Le consultant n’est donc pas toujours en situation de sauver un témoignage. Il est donc utile que les principaux courants de pensée soient présents dans le groupe, pour que la décision de modification ou de suppression de l’expression d’un point de vue soit équitable. A posteriori, nous pouvons formuler l’hypothèse, pour PG, que l’absence des concepteurs de la maîtrise d’ouvrage et des responsables techniques de premier niveau dans le groupe a sans doute conduit à une minimisation du point de vue de ces acteurs dans le récit, et à des biais dans l’interprétation de ce fait.

Mais il y a aussi à propos du travail de négociation du contenu une question de méthode et de déontologie que nous n’avons pas correctement résolue sur le moment. Concernant l’exemple que nous rapportons, une hypothèse est que le refus du maintien du passage sur l’importance du travail de conception en amont est que ce travail ne relève pas stricto sensu de la conduite de l’opération PG. Ce passage est en quelque sorte hors sujet dans un retour d’expérience concernant la conduite du projet. Cette justification aurait alors dû être explicitée, et s’appuyer idéalement sur des règles concernant les conditions de non prise en compte éventuelle de témoignages

Pourtant le groupe est convaincu, au moment de la construction du récit, qu’il aura à confronter sa propre vision avec ce qu’en pense le reste du monde. Le récit a d’ailleurs été distribué à une partie des membres de la direction de programme PG et à quelques décideurs. Cette perspective modère le risque de censure précédent, et rend le groupe globalement plutôt exigeant dans son travail d’analyse. Mais encore faut-il que des témoins authentiques soient

présents dans le groupe pour confirmer la véracité du témoignage. Même dans PG, on peut se demander si le rejet du retour d’expérience par les informaticiens n’est pas aussi dû à la non représentativité du responsable SI par rapport à la vision de ses troupes. Qu’aurait été le récit si au moins l’un d’eux avait été membre du groupe ?
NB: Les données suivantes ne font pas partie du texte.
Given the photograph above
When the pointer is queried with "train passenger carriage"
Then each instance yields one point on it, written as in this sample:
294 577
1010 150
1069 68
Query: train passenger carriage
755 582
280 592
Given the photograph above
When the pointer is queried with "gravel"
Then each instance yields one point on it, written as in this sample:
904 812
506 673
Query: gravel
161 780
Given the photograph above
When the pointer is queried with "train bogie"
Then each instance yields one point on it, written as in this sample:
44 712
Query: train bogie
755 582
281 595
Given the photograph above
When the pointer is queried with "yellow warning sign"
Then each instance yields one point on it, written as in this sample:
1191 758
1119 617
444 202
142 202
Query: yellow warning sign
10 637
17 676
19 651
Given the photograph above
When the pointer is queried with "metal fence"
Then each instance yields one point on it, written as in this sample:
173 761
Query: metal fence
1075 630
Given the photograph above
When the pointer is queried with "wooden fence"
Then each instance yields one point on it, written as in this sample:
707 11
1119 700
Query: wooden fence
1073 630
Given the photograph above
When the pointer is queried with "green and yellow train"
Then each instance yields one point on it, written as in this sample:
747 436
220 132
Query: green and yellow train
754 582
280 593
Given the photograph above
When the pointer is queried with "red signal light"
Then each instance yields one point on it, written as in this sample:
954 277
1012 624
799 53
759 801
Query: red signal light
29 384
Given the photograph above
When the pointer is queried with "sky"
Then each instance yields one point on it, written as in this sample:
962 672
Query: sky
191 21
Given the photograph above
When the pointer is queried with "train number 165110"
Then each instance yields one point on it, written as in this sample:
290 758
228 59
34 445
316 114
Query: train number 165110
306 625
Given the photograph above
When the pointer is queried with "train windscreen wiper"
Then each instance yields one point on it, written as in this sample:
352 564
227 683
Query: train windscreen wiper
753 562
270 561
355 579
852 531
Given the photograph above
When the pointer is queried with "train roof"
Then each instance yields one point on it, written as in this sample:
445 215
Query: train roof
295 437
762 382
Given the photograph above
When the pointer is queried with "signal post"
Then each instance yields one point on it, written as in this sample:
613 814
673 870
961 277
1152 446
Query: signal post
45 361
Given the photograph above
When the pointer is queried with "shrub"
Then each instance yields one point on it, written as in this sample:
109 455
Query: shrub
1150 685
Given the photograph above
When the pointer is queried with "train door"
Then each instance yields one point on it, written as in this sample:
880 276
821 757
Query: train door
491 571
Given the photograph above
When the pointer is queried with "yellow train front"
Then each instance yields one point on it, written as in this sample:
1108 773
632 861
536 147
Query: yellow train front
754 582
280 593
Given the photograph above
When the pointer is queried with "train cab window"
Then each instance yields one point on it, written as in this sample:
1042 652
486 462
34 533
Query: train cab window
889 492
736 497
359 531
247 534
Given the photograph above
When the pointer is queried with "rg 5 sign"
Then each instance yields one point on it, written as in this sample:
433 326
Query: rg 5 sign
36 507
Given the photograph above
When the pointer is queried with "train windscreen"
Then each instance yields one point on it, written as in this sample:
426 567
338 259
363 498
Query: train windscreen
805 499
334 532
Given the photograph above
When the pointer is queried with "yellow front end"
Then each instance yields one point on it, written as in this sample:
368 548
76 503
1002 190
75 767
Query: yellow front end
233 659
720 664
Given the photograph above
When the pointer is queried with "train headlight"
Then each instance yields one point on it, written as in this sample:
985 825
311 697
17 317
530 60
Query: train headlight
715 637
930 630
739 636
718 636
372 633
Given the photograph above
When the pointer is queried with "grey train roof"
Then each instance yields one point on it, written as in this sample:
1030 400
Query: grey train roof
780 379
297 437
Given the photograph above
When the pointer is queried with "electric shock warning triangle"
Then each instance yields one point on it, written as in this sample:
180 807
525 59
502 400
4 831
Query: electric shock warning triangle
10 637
Le cas du département DEX est encore plus critique en terme de représentativité du groupe, puisque les chefs de service, acteurs clés de l’expérience initiale, n’étaient pas présents dans le groupe. Pourtant, ceci semble avoir été sans effet sur l’acceptabilité du récit par les parties prenantes : le chefs de services, qui ont contesté l’interprétation de l’expérience, ont bien accepté le récit lui-même.

La présentation orale, destinée avant tout à valoriser et promouvoir la vision du nouveau chef de département en mettant en exergue certains enseignements de l’expérience est certes tombée à plat. En effet, des points jugés très importants par les chefs de service avaient été omis dans cette sélection, ce que ces derniers n’ont pas manqué de critiquer. Mais tous ces points figuraient bien dans le récit, et l’absence des chefs de service dans le groupe n’a donc pas eu d’effet majeur sur le récit lui-même Il faut dire que le nouveau DEX, le plus concerné par l’exploitation future des acquis de l’expérience, n’était pas en situation de contester ce qu’il n’avait pas vécu, et donc de censurer le récit. Ce n’était pas sans doute non plus son intention, car son orientation était résolument prospective.